Crédit photos : Séverin Albert.
Crédit photos : Séverin Albert.

Crédit photos : Séverin Albert.

LES BONNES

Spectacle de la compagnie La Caucasienne (34) vu à L’Alya Théâtre, le lundi 25 juillet à 14h35 dans le cadre du festival Off d’Avignon. Relâche les mardis (première à Avignon).

 

De : Jean Genet

Mise en scène : Bea Gerzsenyi

Interprète(s) : Sabrina Bus, Grace Lynn Mendes

Scénographe : Pierre Lepretre sur une idée de Bea Gerzsenyi

Costumière : Kata Ory

Compositeur : Damien Domenget 

Genre : Théâtre contemporain

Durée : 1h25

 

La pièce de Jean Genet ne faillit pas à sa réputation de best-seller du genre. En effet 3 adaptations nous sont proposées cette année dans le cadre du festival Off. C’est incontestablement un incontournable que les amoureux de théâtre se doivent d’avoir vu au moins une fois.

 

Les Bonnes se sont deux sœurs, Solange et Claire aux personnalités diamétralement opposées. Mais totalement liées l’une à l’autre, la folie de l’une surenchérit sur la déraison de l’autre et leur jeu pervers les mènera jusqu’à l’inéluctable drame. Pour ces deux personnages employés dans une maison bourgeoise par Madame et Monsieur, la condition de bonne a semé dans leur cerveau une graine de haine.
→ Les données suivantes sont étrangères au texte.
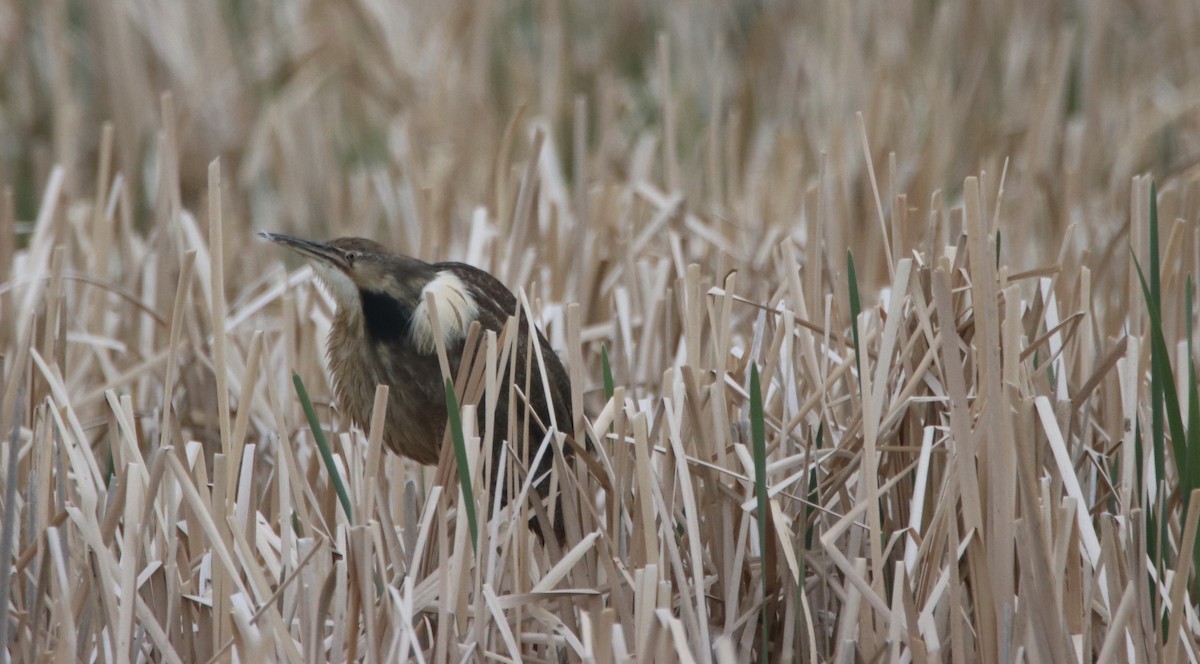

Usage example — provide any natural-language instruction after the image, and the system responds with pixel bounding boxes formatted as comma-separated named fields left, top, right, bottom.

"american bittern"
left=262, top=233, right=572, bottom=540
Elles ne supportent plus les snobs simagrées, la condescendance et l’hypocrite « sympathie » de Madame. Quand les bourgeois ne sont pas là, les Bonnes jouent à être Madame à tour de rôle, se parant de ses robes, se fardant à son image. Emportées par ce jeu de dupe, leur rancœur grandit, les étouffe. L’idée de nuire à leur maîtresse voit le jour. Lui faire mal d’abord, lui enlever ce qu’elle a de plus précieux : Calomnier Monsieur pour le faire enfermer. Mais cela n’est pas suffisant. À trop jouer elles vont s’y perdre. L’issue sera fatale mais qui en paiera le prix ?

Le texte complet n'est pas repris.